The QR and QL neuroblast descendants migrate long distances in opposite anterior-posterior directions to give rise to three neurons each. Investigations into Q cell migrations have revealed that MAB-5/Hox is a posterior migration determinant, as expression in the Q cells is necessary and sufficient to drive posterior migration, yet few positive transcriptional targets of MAB-5 have been found. Whole-animal RNA seq combined with functional analysis in Q migration revealed
spon-1/F-spondin as being positively regulated by MAB-5/Hox (Tamayo et al., 2013). SPON-1/F-spondin is a secreted molecule involved in cell adhesion of several tissues (Woo et al., 2008). Null or strong loss-of-function alleles of
spon-1 are lethal, and exhibit the paralyzed-at-two-fold (pat) due to improper muscle cell attachment.Here we show that MAB-5 non-autonomously regulates Q cell migrations through body-wall-muscle-specific activation of
spon-1 expression. We found that
spon-1 reduction partially suppressed posterior migrations driven by the constitutively-active gain-of-function
mab-5(
e1751) mutation. A Pspon-1::GFP transgene was expressed in specifically the posterior body-wall muscle cells at the time of Q migration, and was not expressed in the Q cells.

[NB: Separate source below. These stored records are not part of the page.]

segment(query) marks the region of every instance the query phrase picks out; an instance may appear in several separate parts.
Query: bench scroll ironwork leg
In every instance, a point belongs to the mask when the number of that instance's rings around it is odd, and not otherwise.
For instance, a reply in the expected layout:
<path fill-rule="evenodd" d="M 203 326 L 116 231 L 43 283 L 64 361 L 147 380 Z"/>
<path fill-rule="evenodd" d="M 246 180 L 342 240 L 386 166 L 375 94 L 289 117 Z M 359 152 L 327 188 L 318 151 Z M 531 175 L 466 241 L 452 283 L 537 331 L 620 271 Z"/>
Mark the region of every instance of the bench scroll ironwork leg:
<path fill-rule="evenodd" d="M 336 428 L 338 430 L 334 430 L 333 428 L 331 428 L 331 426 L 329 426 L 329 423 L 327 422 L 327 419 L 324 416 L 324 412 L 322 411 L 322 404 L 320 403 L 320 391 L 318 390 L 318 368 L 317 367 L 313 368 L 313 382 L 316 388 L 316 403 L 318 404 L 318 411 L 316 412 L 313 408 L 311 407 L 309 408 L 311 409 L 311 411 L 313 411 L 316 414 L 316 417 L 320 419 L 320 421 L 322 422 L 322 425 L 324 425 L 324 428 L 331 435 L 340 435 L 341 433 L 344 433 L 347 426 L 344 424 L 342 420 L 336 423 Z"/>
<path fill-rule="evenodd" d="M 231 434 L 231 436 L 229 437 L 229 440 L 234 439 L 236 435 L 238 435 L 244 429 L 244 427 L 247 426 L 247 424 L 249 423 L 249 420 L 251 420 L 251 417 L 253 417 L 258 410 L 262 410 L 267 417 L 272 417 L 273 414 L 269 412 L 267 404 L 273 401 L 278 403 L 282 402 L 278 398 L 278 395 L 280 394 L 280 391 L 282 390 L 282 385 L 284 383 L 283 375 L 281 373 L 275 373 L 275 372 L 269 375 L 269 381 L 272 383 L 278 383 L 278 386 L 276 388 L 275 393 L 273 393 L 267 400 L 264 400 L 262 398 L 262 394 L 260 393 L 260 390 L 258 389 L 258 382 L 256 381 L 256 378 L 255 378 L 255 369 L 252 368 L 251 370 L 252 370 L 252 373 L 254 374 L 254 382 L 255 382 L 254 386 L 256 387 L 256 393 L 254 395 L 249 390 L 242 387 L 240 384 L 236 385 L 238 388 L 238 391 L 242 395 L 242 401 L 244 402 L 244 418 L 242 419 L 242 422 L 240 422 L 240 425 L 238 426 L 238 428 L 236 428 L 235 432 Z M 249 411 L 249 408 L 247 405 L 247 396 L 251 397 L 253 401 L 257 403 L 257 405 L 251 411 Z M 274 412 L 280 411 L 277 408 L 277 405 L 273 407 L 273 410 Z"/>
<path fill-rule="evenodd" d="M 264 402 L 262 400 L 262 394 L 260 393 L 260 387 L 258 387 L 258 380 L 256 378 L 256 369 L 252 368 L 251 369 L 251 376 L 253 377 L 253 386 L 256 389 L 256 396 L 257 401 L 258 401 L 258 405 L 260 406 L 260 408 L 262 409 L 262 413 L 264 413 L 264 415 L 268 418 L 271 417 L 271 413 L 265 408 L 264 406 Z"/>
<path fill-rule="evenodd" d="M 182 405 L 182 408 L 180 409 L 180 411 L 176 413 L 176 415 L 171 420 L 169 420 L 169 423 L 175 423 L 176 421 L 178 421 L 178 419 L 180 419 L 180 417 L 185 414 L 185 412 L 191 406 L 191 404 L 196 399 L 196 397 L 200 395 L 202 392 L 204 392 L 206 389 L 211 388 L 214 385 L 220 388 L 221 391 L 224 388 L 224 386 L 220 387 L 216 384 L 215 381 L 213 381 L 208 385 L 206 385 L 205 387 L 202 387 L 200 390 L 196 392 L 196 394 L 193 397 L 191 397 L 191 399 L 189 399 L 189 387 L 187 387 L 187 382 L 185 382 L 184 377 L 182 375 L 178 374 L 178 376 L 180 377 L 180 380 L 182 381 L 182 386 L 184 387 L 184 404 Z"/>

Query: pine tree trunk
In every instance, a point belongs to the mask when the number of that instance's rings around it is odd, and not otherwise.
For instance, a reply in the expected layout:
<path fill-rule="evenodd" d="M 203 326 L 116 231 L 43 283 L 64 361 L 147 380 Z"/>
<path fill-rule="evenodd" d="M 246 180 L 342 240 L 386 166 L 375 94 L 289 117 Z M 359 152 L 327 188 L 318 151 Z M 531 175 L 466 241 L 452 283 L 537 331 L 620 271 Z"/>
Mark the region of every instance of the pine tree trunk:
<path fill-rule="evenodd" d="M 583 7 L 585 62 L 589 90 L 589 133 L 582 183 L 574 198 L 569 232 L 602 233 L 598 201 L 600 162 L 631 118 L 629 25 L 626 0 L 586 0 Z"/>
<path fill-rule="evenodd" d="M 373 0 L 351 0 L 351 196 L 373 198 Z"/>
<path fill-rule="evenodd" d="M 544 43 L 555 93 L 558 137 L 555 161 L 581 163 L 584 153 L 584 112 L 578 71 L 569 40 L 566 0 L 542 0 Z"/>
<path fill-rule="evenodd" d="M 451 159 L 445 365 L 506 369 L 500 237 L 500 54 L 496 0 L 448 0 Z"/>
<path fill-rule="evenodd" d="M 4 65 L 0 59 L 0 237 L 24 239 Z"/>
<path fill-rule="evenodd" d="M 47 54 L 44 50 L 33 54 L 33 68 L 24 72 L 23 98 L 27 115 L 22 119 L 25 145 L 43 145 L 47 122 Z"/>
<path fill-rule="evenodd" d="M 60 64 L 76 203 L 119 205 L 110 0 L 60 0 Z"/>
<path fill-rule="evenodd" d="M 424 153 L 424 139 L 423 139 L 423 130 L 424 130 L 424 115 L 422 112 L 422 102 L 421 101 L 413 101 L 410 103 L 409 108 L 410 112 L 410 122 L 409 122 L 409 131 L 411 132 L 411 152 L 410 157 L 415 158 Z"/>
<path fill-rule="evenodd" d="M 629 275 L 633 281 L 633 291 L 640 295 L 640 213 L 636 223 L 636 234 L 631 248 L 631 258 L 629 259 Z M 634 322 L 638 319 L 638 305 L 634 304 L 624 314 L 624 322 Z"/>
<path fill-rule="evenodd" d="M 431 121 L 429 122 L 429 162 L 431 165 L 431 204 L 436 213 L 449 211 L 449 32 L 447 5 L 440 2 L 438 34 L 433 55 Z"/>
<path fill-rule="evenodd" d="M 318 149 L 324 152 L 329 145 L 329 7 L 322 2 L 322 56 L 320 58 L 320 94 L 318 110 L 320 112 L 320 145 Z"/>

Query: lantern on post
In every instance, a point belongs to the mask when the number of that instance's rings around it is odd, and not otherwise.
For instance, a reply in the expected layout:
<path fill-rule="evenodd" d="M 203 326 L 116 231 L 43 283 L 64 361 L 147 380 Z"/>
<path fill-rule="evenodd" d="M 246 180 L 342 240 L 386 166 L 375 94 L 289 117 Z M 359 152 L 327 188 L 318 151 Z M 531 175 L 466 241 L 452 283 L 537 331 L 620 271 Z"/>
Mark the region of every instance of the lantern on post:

mab-5 is expressed in QL as well as other posterior cells including posterior body wall muscles. Pspon-1::GFP expression in body wall muscles increased as levels of MAB-5 were increased by
mab-5(
e1751) mutation and by transgenic expression of
mab-5 in body wall muscles, consistent with the RNA-seq results. Cell-specific RNAi suggested that
spon-1 was required in the tissues surrounding the Q cells, presumably body wall muscles, but not in the Q cells, suggesting a non-autonomous role for
mab-5 and
spon-1. We propose that MAB-5 activation of
spon-1 expression in posterior body wall muscle is required for proper Q migrations. Consistent with this model, hypomorphic viable mutations in
spon-1 displayed defects in QL and QR descendant migrations.Further genetic analysis found the posterior Hox genes
egl-5 and
lin-39 can act redundantly with
mab-5 in Q migrations. The role of
egl-5 in QR and QL is likely non-autonomous as
egl-5 is not expressed in either Q cell, and Q descendant migration defects were observed in double mutants with
mab-5 and in
egl-5 alone. Here we demonstrate a unique role where
lin-39,
mab-5, and
egl-5 all act in parallel to promote migration. Taken together, our results suggest that Hox genes can non-autonomously promote Q cell migration, and that MAB-5 patterns the posterior via
spon-1 expression to non-autonomously regulate Q migrations.